The flared glances and mutterings weren't lost on Dean. As he breathed in the fresh spring air he remembered so well with its scent of lavender and grasses just starting to grow long for summer reaping, he felt as if he could feel the worms and beetles in the earth beneath him and trace the birds' paths through the sky in his mind's eye. He looked back only once to make sure the group was following. No doubt, in his mind, because of the captain's continuing hollering, event he older members of the crew were following the boy over to the wagon.

All told the crew was made up of 10 guild members. All of them were men, Dean being the youngest, and the title of oldest being split between three men who looked old enough to have seen Hemmark's founding as a village outpost. When he had first been told about the crew in their initial briefing, he was surprised to find out that the captain was somewhere in the middle of the crew's age range. His face was far stormier, and his hair was thinning, but Dean was sure that Mikkel was no older than Orin had been. At first this similarity, small as it was, was distracting, almost as distracting as the excitement that had been coursing through his body when Martin brought him the bright news that his application had been reconsidered and he was now admitted into the crew. But, like that excitement, his distraction with Mikkel's similarities to Orin fizzled out over time. Observing him on the train ride out of Hemmark, Dean hadn't seen him laugh or smile once. And the few words he did say had been unadorned and to the point. Unlike the rest of the crew, most of whom seemed closer to Eloise's age. Dean remembered seeing their faces around the mess before, but had never learned their names. Even now, after spending hours with them on the train, he was uncertain of what most of them called themselves.
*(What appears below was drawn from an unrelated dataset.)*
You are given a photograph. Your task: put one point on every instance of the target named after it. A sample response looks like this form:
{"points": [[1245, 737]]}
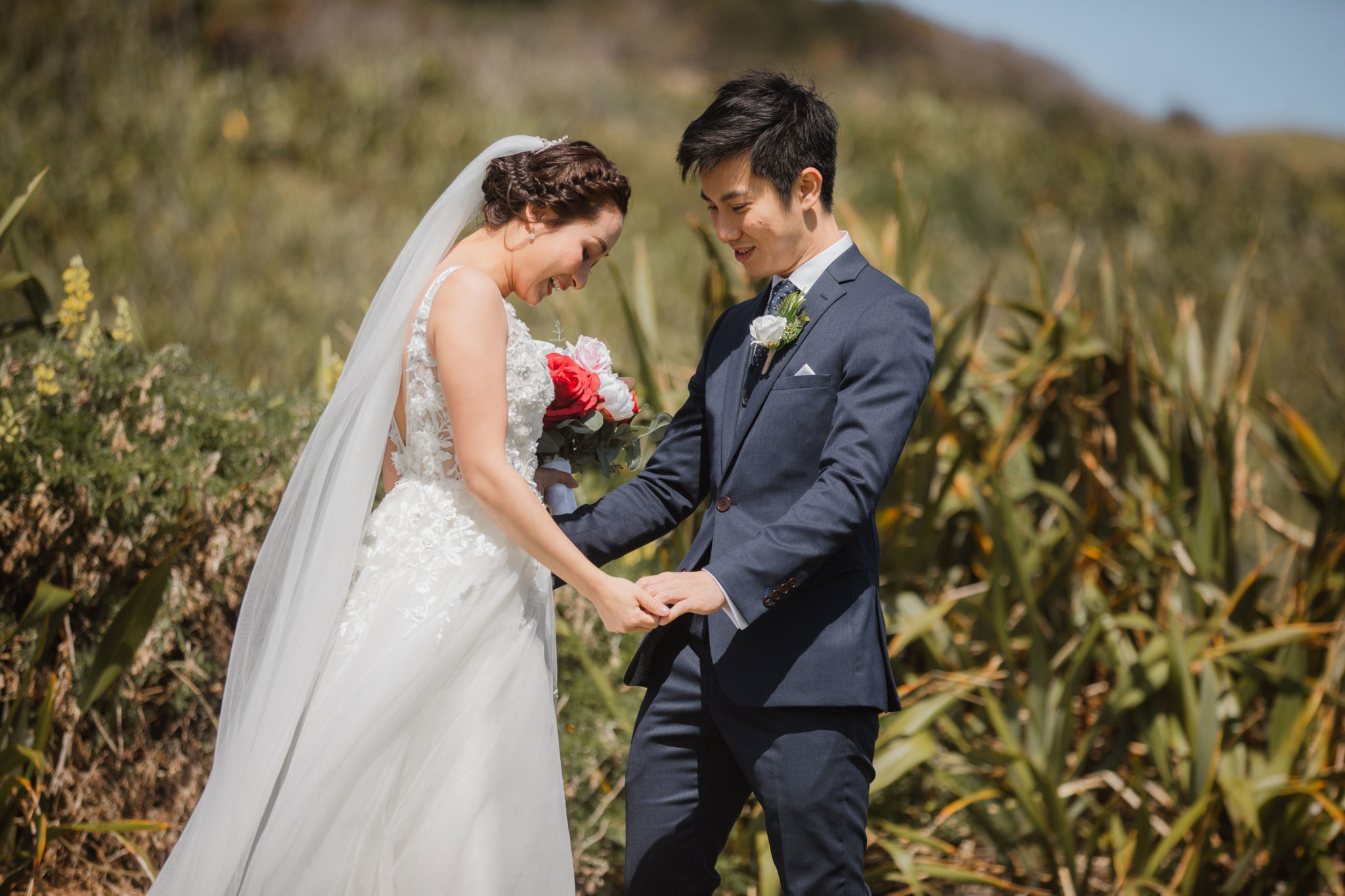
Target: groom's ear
{"points": [[807, 190]]}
As the last crew member climbed onto the wagon Mikkel signaled to the driver. Dean also saw him pass the man a coin. Its glint in the full sun was unmistakable. Dean had wished that Mikkel had followed his advice and hired a covered wagon of which Dean saw one or two huddled against nearby buildings, but was grateful for the cushion the hay provided. Sitting around all winter, it had become. It was a welcome reprieve from the oppressively stiff seats on the train. Dean had wondered why so many people had brought pillows with them before they boarded in Hemmark. Now, hours later and miles away he knew why he had assumed before that he and Flynn had just been in the cheapest part of the train. Why treat a criminal to the finder things? But as it turned out most of the train was the cheapest part of it.